The 40/10 cycles referred to my initial problem on the Virtex 5 FPGA of a 40 bit fixed point integer. In the comparative analysis, I chose a 16 bit format, so the 1x algorithm requires 16 cycles to complete the product, and the 4x algorithm requires only 4 cycles to complete the product. I have adjusted the table from your earlier post accordingly. If the constraint line is assummed to be the operating clock period, the relative performance of the 4x algorithm still overcomes the shorter path delay of the 1x algorithm. Interestingly, slowing the clock down and processing more bits during an iteration speeds up the overall operation. In the table, a speed up of 3 is achieve by slowing the clock from 166.67 MHz to 125 MHz and switching from a 1x (original single case statement implementation) and going with a 4x (optimized two adder implementation).
Code: Select all
-------------------------------------------------
Algorithm | 1x | 1xA | 4x | 4xA |
-------------------------------------------------
FFs Used | 87 | 87 | 87 | 89 |
LUTs Used | 129 | 62 | 647 | 168 |
Slices Used | 93 | 70 | 362 | 115 |
-------------------------------------------------
Constraint | 6 ns | 5 ns | 10ns | 8 ns |
Reported Speed | 5.72 | 4.99 | 9.96 | 7.91 |
-------------------------------------------------
Cycles | 16 | 16 | 4 | 4 |
Min Time (ns) | 96 | 80 | 40 | 32 |
-------------------------------------------------
100MHz Time (ns)| 160 | 160 | 40 | 40 |
-------------------------------------------------
It can be just aesthetics, but it is also for supporting multipliers in FPGAs that don't have the built in capability like the older Altera 10k, Xilinx 4k, 5200, Spartan, Spartan XL, and Spartan II, the older Actel anti-fuse FPGAs, etc. There is no real reason not to use the built-in multipliers in the Spartan 3AN or 6 families. They are however only 18x18 multipliers, and multiple devices will have to be put together to form 32x32 or 40x40 multipliers. In addition, they are generally built in the vicinity of the embedded block RAMs, and generally restrict the use of the block RAMs because their inputs share the address lines of the RAMs. In most designs, this is not an issue. The multiply-accumulate (MAC) structure that they implement is generally tied to some real-time data stream that would not naturally be stored in the attached block RAM. Thus, you may trade some block RAM for a single cycle MAC function that allows you to build a really fast digital filter, signal transform, etc.

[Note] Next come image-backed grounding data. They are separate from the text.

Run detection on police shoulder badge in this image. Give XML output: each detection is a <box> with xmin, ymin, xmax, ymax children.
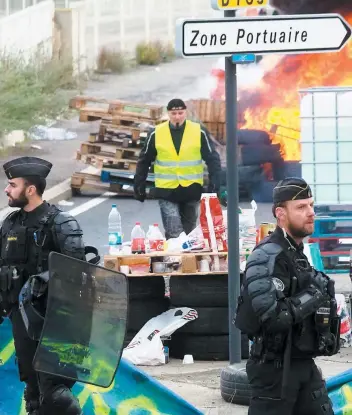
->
<box><xmin>272</xmin><ymin>277</ymin><xmax>285</xmax><ymax>292</ymax></box>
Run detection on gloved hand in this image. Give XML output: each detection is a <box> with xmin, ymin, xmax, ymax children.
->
<box><xmin>311</xmin><ymin>271</ymin><xmax>329</xmax><ymax>295</ymax></box>
<box><xmin>134</xmin><ymin>186</ymin><xmax>146</xmax><ymax>202</ymax></box>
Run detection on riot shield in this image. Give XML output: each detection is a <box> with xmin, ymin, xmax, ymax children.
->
<box><xmin>32</xmin><ymin>252</ymin><xmax>128</xmax><ymax>388</ymax></box>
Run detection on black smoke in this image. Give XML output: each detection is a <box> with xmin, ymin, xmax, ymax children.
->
<box><xmin>271</xmin><ymin>0</ymin><xmax>352</xmax><ymax>14</ymax></box>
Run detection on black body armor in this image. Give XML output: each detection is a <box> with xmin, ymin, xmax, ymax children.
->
<box><xmin>235</xmin><ymin>228</ymin><xmax>340</xmax><ymax>359</ymax></box>
<box><xmin>0</xmin><ymin>203</ymin><xmax>86</xmax><ymax>313</ymax></box>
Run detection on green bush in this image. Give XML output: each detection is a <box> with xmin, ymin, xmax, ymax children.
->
<box><xmin>96</xmin><ymin>48</ymin><xmax>126</xmax><ymax>73</ymax></box>
<box><xmin>135</xmin><ymin>41</ymin><xmax>176</xmax><ymax>65</ymax></box>
<box><xmin>136</xmin><ymin>42</ymin><xmax>162</xmax><ymax>65</ymax></box>
<box><xmin>0</xmin><ymin>53</ymin><xmax>81</xmax><ymax>137</ymax></box>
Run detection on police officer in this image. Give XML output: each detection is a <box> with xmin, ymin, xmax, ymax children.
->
<box><xmin>235</xmin><ymin>177</ymin><xmax>340</xmax><ymax>415</ymax></box>
<box><xmin>0</xmin><ymin>157</ymin><xmax>86</xmax><ymax>414</ymax></box>
<box><xmin>134</xmin><ymin>98</ymin><xmax>222</xmax><ymax>239</ymax></box>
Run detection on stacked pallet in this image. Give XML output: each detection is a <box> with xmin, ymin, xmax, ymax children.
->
<box><xmin>186</xmin><ymin>99</ymin><xmax>226</xmax><ymax>143</ymax></box>
<box><xmin>70</xmin><ymin>96</ymin><xmax>166</xmax><ymax>196</ymax></box>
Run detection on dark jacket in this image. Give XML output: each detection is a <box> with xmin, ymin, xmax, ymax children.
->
<box><xmin>134</xmin><ymin>121</ymin><xmax>222</xmax><ymax>203</ymax></box>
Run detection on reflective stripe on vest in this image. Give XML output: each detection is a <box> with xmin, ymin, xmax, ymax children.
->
<box><xmin>154</xmin><ymin>120</ymin><xmax>203</xmax><ymax>189</ymax></box>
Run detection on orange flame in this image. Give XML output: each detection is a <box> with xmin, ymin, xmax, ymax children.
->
<box><xmin>239</xmin><ymin>13</ymin><xmax>352</xmax><ymax>161</ymax></box>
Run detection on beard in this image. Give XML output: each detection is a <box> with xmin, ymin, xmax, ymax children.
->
<box><xmin>8</xmin><ymin>190</ymin><xmax>28</xmax><ymax>208</ymax></box>
<box><xmin>287</xmin><ymin>222</ymin><xmax>313</xmax><ymax>239</ymax></box>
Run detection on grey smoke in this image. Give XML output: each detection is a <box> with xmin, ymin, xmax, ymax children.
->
<box><xmin>271</xmin><ymin>0</ymin><xmax>352</xmax><ymax>15</ymax></box>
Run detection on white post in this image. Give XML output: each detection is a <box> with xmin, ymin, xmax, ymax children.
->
<box><xmin>145</xmin><ymin>0</ymin><xmax>150</xmax><ymax>43</ymax></box>
<box><xmin>167</xmin><ymin>0</ymin><xmax>173</xmax><ymax>44</ymax></box>
<box><xmin>5</xmin><ymin>0</ymin><xmax>10</xmax><ymax>15</ymax></box>
<box><xmin>190</xmin><ymin>0</ymin><xmax>196</xmax><ymax>17</ymax></box>
<box><xmin>92</xmin><ymin>0</ymin><xmax>100</xmax><ymax>69</ymax></box>
<box><xmin>119</xmin><ymin>0</ymin><xmax>125</xmax><ymax>52</ymax></box>
<box><xmin>22</xmin><ymin>0</ymin><xmax>26</xmax><ymax>10</ymax></box>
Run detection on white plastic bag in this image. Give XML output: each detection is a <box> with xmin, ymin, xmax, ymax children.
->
<box><xmin>336</xmin><ymin>294</ymin><xmax>352</xmax><ymax>348</ymax></box>
<box><xmin>122</xmin><ymin>307</ymin><xmax>198</xmax><ymax>366</ymax></box>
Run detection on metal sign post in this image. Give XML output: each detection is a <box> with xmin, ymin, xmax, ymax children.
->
<box><xmin>224</xmin><ymin>8</ymin><xmax>241</xmax><ymax>364</ymax></box>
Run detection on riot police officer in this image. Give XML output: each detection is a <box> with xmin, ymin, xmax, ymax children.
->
<box><xmin>0</xmin><ymin>157</ymin><xmax>86</xmax><ymax>414</ymax></box>
<box><xmin>235</xmin><ymin>177</ymin><xmax>340</xmax><ymax>415</ymax></box>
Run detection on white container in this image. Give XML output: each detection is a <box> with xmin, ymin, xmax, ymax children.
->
<box><xmin>299</xmin><ymin>86</ymin><xmax>352</xmax><ymax>205</ymax></box>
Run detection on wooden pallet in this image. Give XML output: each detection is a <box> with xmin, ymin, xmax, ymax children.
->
<box><xmin>80</xmin><ymin>141</ymin><xmax>141</xmax><ymax>160</ymax></box>
<box><xmin>87</xmin><ymin>132</ymin><xmax>145</xmax><ymax>148</ymax></box>
<box><xmin>186</xmin><ymin>99</ymin><xmax>226</xmax><ymax>123</ymax></box>
<box><xmin>71</xmin><ymin>172</ymin><xmax>134</xmax><ymax>196</ymax></box>
<box><xmin>76</xmin><ymin>150</ymin><xmax>138</xmax><ymax>171</ymax></box>
<box><xmin>109</xmin><ymin>101</ymin><xmax>164</xmax><ymax>120</ymax></box>
<box><xmin>79</xmin><ymin>108</ymin><xmax>112</xmax><ymax>122</ymax></box>
<box><xmin>98</xmin><ymin>122</ymin><xmax>143</xmax><ymax>141</ymax></box>
<box><xmin>104</xmin><ymin>251</ymin><xmax>230</xmax><ymax>276</ymax></box>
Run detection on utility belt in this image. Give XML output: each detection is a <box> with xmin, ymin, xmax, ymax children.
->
<box><xmin>0</xmin><ymin>265</ymin><xmax>26</xmax><ymax>311</ymax></box>
<box><xmin>250</xmin><ymin>333</ymin><xmax>286</xmax><ymax>363</ymax></box>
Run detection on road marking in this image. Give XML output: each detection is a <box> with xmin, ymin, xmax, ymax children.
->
<box><xmin>68</xmin><ymin>192</ymin><xmax>116</xmax><ymax>217</ymax></box>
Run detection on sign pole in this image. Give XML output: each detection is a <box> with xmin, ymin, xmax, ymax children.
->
<box><xmin>224</xmin><ymin>8</ymin><xmax>241</xmax><ymax>364</ymax></box>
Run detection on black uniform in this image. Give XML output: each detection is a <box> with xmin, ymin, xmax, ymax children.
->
<box><xmin>235</xmin><ymin>179</ymin><xmax>340</xmax><ymax>415</ymax></box>
<box><xmin>0</xmin><ymin>157</ymin><xmax>85</xmax><ymax>415</ymax></box>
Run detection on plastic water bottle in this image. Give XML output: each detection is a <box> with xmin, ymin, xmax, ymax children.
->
<box><xmin>108</xmin><ymin>204</ymin><xmax>122</xmax><ymax>255</ymax></box>
<box><xmin>131</xmin><ymin>222</ymin><xmax>146</xmax><ymax>254</ymax></box>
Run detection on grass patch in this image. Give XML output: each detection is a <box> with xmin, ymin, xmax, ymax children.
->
<box><xmin>96</xmin><ymin>47</ymin><xmax>127</xmax><ymax>74</ymax></box>
<box><xmin>0</xmin><ymin>52</ymin><xmax>83</xmax><ymax>138</ymax></box>
<box><xmin>135</xmin><ymin>41</ymin><xmax>175</xmax><ymax>66</ymax></box>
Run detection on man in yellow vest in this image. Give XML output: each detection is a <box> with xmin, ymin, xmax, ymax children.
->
<box><xmin>134</xmin><ymin>98</ymin><xmax>221</xmax><ymax>239</ymax></box>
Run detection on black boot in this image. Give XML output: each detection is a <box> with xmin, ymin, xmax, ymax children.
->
<box><xmin>24</xmin><ymin>386</ymin><xmax>40</xmax><ymax>415</ymax></box>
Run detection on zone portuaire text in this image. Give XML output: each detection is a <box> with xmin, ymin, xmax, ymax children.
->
<box><xmin>189</xmin><ymin>26</ymin><xmax>308</xmax><ymax>47</ymax></box>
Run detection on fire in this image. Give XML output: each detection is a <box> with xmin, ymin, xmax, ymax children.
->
<box><xmin>239</xmin><ymin>12</ymin><xmax>352</xmax><ymax>161</ymax></box>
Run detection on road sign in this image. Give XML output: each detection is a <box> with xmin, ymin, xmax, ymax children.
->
<box><xmin>175</xmin><ymin>13</ymin><xmax>352</xmax><ymax>58</ymax></box>
<box><xmin>232</xmin><ymin>53</ymin><xmax>256</xmax><ymax>63</ymax></box>
<box><xmin>211</xmin><ymin>0</ymin><xmax>269</xmax><ymax>10</ymax></box>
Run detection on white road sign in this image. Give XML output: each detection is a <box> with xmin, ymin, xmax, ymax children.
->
<box><xmin>175</xmin><ymin>14</ymin><xmax>352</xmax><ymax>57</ymax></box>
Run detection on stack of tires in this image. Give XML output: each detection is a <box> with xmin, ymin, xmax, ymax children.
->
<box><xmin>124</xmin><ymin>276</ymin><xmax>169</xmax><ymax>347</ymax></box>
<box><xmin>168</xmin><ymin>274</ymin><xmax>249</xmax><ymax>361</ymax></box>
<box><xmin>220</xmin><ymin>129</ymin><xmax>286</xmax><ymax>203</ymax></box>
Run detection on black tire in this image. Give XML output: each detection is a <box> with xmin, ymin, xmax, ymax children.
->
<box><xmin>239</xmin><ymin>165</ymin><xmax>263</xmax><ymax>185</ymax></box>
<box><xmin>170</xmin><ymin>333</ymin><xmax>250</xmax><ymax>361</ymax></box>
<box><xmin>128</xmin><ymin>276</ymin><xmax>165</xmax><ymax>300</ymax></box>
<box><xmin>238</xmin><ymin>129</ymin><xmax>271</xmax><ymax>146</ymax></box>
<box><xmin>173</xmin><ymin>306</ymin><xmax>229</xmax><ymax>335</ymax></box>
<box><xmin>71</xmin><ymin>187</ymin><xmax>81</xmax><ymax>197</ymax></box>
<box><xmin>220</xmin><ymin>366</ymin><xmax>251</xmax><ymax>406</ymax></box>
<box><xmin>128</xmin><ymin>298</ymin><xmax>170</xmax><ymax>332</ymax></box>
<box><xmin>170</xmin><ymin>274</ymin><xmax>228</xmax><ymax>307</ymax></box>
<box><xmin>170</xmin><ymin>334</ymin><xmax>229</xmax><ymax>360</ymax></box>
<box><xmin>241</xmin><ymin>144</ymin><xmax>282</xmax><ymax>165</ymax></box>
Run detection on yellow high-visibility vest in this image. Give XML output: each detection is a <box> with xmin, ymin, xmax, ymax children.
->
<box><xmin>154</xmin><ymin>120</ymin><xmax>203</xmax><ymax>189</ymax></box>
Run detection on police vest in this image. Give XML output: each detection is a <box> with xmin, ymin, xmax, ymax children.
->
<box><xmin>0</xmin><ymin>205</ymin><xmax>59</xmax><ymax>306</ymax></box>
<box><xmin>154</xmin><ymin>120</ymin><xmax>203</xmax><ymax>189</ymax></box>
<box><xmin>235</xmin><ymin>231</ymin><xmax>335</xmax><ymax>358</ymax></box>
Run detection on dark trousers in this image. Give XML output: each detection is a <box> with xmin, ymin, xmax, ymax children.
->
<box><xmin>246</xmin><ymin>358</ymin><xmax>333</xmax><ymax>415</ymax></box>
<box><xmin>10</xmin><ymin>307</ymin><xmax>76</xmax><ymax>410</ymax></box>
<box><xmin>158</xmin><ymin>199</ymin><xmax>199</xmax><ymax>239</ymax></box>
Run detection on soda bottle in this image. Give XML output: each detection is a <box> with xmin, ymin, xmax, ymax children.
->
<box><xmin>149</xmin><ymin>223</ymin><xmax>165</xmax><ymax>252</ymax></box>
<box><xmin>108</xmin><ymin>204</ymin><xmax>122</xmax><ymax>255</ymax></box>
<box><xmin>131</xmin><ymin>222</ymin><xmax>146</xmax><ymax>254</ymax></box>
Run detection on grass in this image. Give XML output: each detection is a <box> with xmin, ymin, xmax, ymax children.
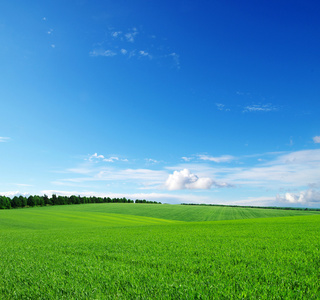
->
<box><xmin>0</xmin><ymin>204</ymin><xmax>319</xmax><ymax>299</ymax></box>
<box><xmin>1</xmin><ymin>202</ymin><xmax>318</xmax><ymax>226</ymax></box>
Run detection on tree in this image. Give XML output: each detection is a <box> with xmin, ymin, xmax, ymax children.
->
<box><xmin>0</xmin><ymin>196</ymin><xmax>11</xmax><ymax>209</ymax></box>
<box><xmin>19</xmin><ymin>195</ymin><xmax>27</xmax><ymax>207</ymax></box>
<box><xmin>27</xmin><ymin>196</ymin><xmax>35</xmax><ymax>207</ymax></box>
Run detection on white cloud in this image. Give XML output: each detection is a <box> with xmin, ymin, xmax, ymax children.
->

In my situation, the task is to preclude design obsolescence over a large number of years. Once the components are obsolete, porting the design from one multiplier architecture to another may or may not be an issue, but having all of the design components be in RTL of our design and under our control provides an easier path to the inevitable redesign. In addition to component obsolescence, tool obsolescence is also a big consideration. Building 40x40 multipliers from the built in 18x18 multipliers is generally done with the vendor's IP generator, and that has a stability of 0 years. (I expect that the competition by Altera and Xilinx for the fastest and biggest FPGA will eventually change the built in multipliers into floating-point devices, but that is likely a few years out.)
You are correct that that notation 1x and 4x refer to the number of bits that the algorithm processes on each iteration. I expect to release the code for these four (or six) modules shortly on Github. I am considering using Hanson's license (see LCC license), but have not yet contacted him for permission to plagiarize (copy and modify) the license in the LCC Github repository. If that permission is not granted, then I'll likely release the source under the LGPL license I used for the MAM65C02 and MiniCPU Serial ALU releases.